Session 2 deletes the record with the primary table id = 2:
SQL> delete from t1 where id = 2;
There is no hang at this time,
There is indeed no lock:
View 10046 events:
PARSING IN CURSOR #12183444 len=27 dep=0 uid=90 oct=7 lid=90 tim=1458479427981508 hv=3481522657 ad='57ded014' sqlid='87pqrfv7s7ng1'delete from t1 where id = 2END OF STMTPARSE #12183444:c=1999,e=2469,p=0,cr=0,cu=0,mis=1,r=0,dep=0,og=1,plh=1636297587,tim=1458479427981505EXEC #12183444:c=0,e=365,p=0,cr=1,cu=6,mis=0,r=1,dep=0,og=1,plh=1636297587,tim=1458479427982059STAT #12183444 id=1 cnt=0 pid=0 pos=1 obj=0 op='DELETE T1 (cr=1 pr=0 pw=0 time=298 us)'STAT #12183444 id=2 cnt=1 pid=1 pos=1 obj=76829 op='INDEX UNIQUE SCAN PK_T1 (cr=1 pr=0 pw=0 time=26 us cost=0 size=3 card=1)'WAIT #12183444: nam='SQL*Net message to client' ela= 12 driver id=1650815232 #bytes=1 p3=0 obj#=-1 tim=1458479427983901
There is indeed no lock contention.
Summary:
(1) The foreign key does not have an index, which may lead to table locks in the sub-table, but the premise is as follows:
A. The sub-table can be deleted or modified.
B. You can delete a primary table or update a primary key.
If the preceding conditions are met, the hang status of the master table operation is displayed.
(2) If the foreign key is not indexed, deleting the primary table record or the associated query of the primary table sub-table will scan the entire table of the sub-table.
(3) No insert operation is performed on the primary table or sub-table, regardless of the sequence.

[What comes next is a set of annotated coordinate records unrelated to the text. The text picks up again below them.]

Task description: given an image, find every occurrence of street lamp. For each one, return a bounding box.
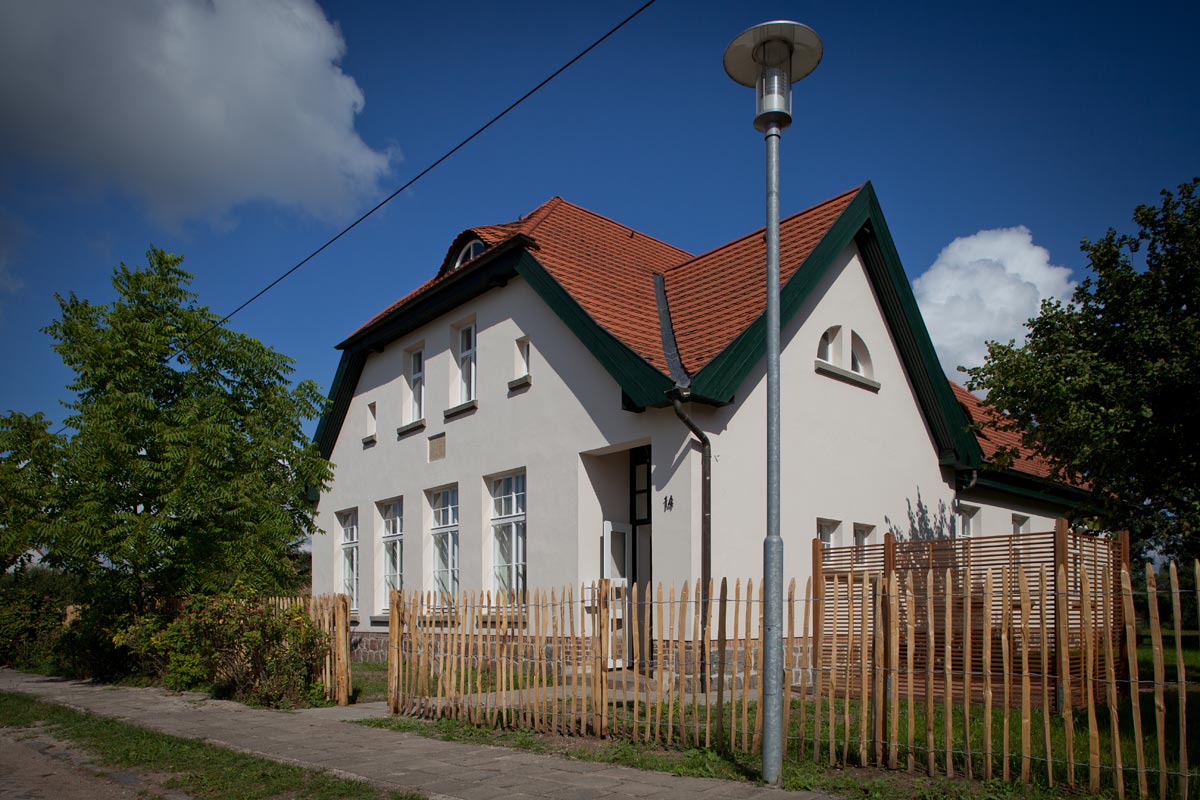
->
[725,20,822,783]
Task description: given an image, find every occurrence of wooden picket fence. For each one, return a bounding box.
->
[388,561,1200,799]
[309,594,353,705]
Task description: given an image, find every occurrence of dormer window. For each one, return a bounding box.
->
[452,239,487,270]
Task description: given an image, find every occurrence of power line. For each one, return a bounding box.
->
[205,0,658,343]
[46,0,658,435]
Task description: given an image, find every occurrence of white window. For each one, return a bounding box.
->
[430,487,458,597]
[850,331,875,378]
[817,519,841,547]
[515,336,530,378]
[337,510,359,609]
[454,239,487,270]
[408,350,425,422]
[362,403,379,441]
[492,473,526,594]
[379,498,404,608]
[817,325,841,363]
[959,503,979,539]
[458,323,475,403]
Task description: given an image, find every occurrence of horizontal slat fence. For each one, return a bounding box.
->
[388,551,1200,798]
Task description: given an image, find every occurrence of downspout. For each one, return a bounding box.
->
[671,387,713,692]
[654,273,713,692]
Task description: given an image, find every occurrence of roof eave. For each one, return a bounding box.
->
[337,234,535,350]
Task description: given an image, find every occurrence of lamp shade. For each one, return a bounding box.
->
[725,19,823,131]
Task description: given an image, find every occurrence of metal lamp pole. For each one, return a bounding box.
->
[725,20,822,783]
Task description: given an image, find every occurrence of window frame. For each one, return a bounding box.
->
[379,495,404,609]
[817,517,841,549]
[450,239,487,271]
[430,485,460,600]
[408,347,425,422]
[954,503,979,539]
[336,509,361,610]
[488,470,529,597]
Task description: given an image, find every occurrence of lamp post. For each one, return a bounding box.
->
[725,20,822,783]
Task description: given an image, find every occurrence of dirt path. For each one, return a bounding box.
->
[0,728,188,800]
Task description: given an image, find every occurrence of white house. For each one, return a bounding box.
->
[313,184,1079,632]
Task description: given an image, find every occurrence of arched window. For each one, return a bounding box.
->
[817,325,841,363]
[454,239,487,270]
[850,331,875,378]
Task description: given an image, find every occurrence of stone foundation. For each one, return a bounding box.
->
[350,631,388,664]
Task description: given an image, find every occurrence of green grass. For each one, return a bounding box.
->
[0,692,421,800]
[359,717,1056,800]
[1138,631,1200,687]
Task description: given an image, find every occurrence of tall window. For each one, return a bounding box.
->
[458,323,475,403]
[408,350,425,422]
[380,498,404,608]
[431,487,458,596]
[366,403,379,439]
[492,473,526,594]
[337,510,359,609]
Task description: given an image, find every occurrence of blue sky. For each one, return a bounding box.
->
[0,0,1200,429]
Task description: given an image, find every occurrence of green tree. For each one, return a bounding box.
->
[46,248,330,610]
[967,179,1200,557]
[0,411,64,572]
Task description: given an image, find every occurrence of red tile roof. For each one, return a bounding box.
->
[356,197,691,373]
[356,187,862,374]
[506,197,691,373]
[666,187,862,374]
[950,380,1051,477]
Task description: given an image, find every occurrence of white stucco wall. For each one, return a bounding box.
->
[691,245,1054,593]
[313,278,700,625]
[313,245,1054,630]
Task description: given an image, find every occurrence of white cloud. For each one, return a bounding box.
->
[912,225,1075,380]
[0,0,391,222]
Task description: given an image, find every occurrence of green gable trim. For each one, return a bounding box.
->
[691,185,870,403]
[313,350,367,459]
[856,190,983,469]
[691,182,983,469]
[516,252,674,407]
[314,236,674,458]
[313,236,528,458]
[976,470,1092,509]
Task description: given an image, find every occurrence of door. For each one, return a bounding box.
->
[600,521,634,669]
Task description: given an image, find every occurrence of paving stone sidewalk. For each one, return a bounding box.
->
[0,669,830,800]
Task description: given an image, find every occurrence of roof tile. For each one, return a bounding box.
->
[950,380,1051,477]
[666,187,862,374]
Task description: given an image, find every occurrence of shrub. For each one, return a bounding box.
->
[0,566,78,673]
[116,588,328,706]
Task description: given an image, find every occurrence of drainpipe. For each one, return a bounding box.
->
[671,386,713,692]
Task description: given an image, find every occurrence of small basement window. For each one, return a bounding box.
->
[451,239,487,270]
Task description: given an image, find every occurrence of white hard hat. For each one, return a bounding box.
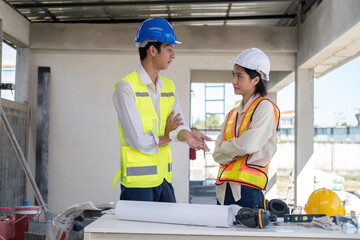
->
[230,48,270,81]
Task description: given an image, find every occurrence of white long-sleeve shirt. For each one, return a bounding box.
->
[213,94,277,204]
[113,64,190,154]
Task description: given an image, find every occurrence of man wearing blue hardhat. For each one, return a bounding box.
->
[113,17,211,202]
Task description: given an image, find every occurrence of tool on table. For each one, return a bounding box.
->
[284,214,326,222]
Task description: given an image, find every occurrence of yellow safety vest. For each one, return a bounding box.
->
[113,71,175,188]
[216,97,280,190]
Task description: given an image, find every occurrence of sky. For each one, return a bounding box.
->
[2,41,360,126]
[190,57,360,127]
[277,57,360,126]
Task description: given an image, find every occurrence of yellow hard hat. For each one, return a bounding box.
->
[305,188,346,217]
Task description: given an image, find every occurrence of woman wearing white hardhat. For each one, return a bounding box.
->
[213,48,280,208]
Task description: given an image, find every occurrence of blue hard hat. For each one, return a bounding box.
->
[134,17,181,44]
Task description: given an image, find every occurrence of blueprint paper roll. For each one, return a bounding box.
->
[115,200,240,227]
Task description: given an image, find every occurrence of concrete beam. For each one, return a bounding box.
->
[30,23,297,53]
[298,0,360,77]
[0,0,30,47]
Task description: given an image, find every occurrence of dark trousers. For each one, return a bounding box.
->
[217,183,264,208]
[120,179,176,203]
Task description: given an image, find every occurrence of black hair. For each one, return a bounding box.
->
[139,42,162,61]
[243,67,267,97]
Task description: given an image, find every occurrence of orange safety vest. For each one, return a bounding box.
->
[216,97,280,190]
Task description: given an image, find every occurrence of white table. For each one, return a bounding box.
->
[85,215,360,240]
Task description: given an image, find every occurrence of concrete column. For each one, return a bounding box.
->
[15,48,30,103]
[266,92,277,104]
[294,69,314,207]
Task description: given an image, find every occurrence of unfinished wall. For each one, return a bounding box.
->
[0,99,27,209]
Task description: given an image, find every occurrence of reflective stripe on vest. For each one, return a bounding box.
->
[113,71,175,188]
[216,97,279,190]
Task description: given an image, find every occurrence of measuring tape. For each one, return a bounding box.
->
[284,214,326,222]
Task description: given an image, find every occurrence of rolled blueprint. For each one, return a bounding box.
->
[115,200,240,227]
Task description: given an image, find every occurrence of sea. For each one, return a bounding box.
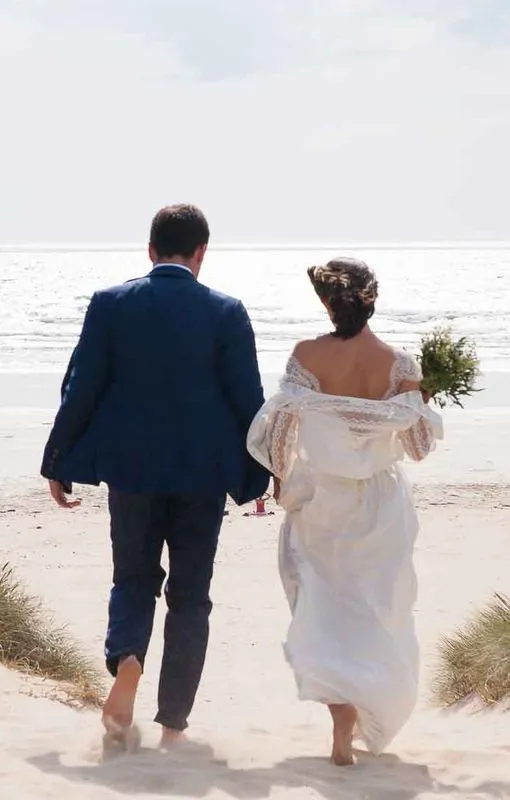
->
[0,243,510,382]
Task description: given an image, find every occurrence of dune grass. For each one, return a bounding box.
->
[432,595,510,707]
[0,564,103,707]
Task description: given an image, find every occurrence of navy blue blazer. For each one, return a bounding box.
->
[41,266,269,504]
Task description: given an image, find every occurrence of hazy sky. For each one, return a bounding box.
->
[0,0,510,243]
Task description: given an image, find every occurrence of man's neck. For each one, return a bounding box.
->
[154,255,192,269]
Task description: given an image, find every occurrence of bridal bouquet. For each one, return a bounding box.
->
[417,328,480,408]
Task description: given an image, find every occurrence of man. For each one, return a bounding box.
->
[41,205,268,745]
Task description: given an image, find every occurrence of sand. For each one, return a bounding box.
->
[0,409,510,800]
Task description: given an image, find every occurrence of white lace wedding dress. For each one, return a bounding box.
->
[248,352,442,753]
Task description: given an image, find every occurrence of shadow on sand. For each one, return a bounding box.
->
[28,742,510,800]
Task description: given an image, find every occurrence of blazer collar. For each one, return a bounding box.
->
[149,264,196,281]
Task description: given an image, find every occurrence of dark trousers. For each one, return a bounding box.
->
[105,489,225,730]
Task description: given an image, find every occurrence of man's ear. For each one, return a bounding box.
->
[148,243,158,264]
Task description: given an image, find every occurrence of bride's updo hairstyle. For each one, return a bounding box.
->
[308,258,378,339]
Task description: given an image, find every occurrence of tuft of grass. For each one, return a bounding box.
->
[0,564,103,707]
[432,594,510,707]
[418,328,480,408]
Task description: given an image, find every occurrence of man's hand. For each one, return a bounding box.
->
[48,481,81,508]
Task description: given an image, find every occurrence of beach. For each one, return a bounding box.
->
[0,245,510,800]
[0,404,510,800]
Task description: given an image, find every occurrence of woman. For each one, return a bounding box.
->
[248,258,442,765]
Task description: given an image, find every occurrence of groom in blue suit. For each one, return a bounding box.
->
[41,205,269,744]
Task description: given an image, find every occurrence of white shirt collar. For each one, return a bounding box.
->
[152,261,193,275]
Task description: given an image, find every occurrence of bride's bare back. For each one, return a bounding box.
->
[294,258,419,400]
[294,327,408,400]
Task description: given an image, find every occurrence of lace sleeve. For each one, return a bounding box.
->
[267,356,320,478]
[393,352,434,461]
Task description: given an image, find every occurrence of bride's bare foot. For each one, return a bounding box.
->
[329,705,358,767]
[103,656,142,741]
[159,728,186,750]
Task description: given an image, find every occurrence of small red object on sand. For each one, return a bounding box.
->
[243,494,274,517]
[255,497,267,514]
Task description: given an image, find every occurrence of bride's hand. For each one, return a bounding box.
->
[273,477,281,503]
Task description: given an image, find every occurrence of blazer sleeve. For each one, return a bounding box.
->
[220,302,270,505]
[41,292,111,479]
[220,302,264,436]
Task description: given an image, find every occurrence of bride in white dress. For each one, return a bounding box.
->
[248,259,442,765]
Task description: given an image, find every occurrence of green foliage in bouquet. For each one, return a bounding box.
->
[432,595,510,707]
[418,328,480,408]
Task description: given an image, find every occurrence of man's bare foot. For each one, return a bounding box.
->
[103,656,142,740]
[329,705,358,767]
[159,727,186,750]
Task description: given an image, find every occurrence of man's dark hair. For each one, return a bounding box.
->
[150,203,209,258]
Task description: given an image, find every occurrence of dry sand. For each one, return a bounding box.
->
[0,410,510,800]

No locks or hang status is generated.
(4) only when an external key is used to create an index, the operation in (1) will not be in the lock or hang status, and the operation in (2) will be able to use the index.
Through the above experiments, at least no index is created for external keys. With some perceptual knowledge, we should have a deeper understanding of why external keys should be indexed.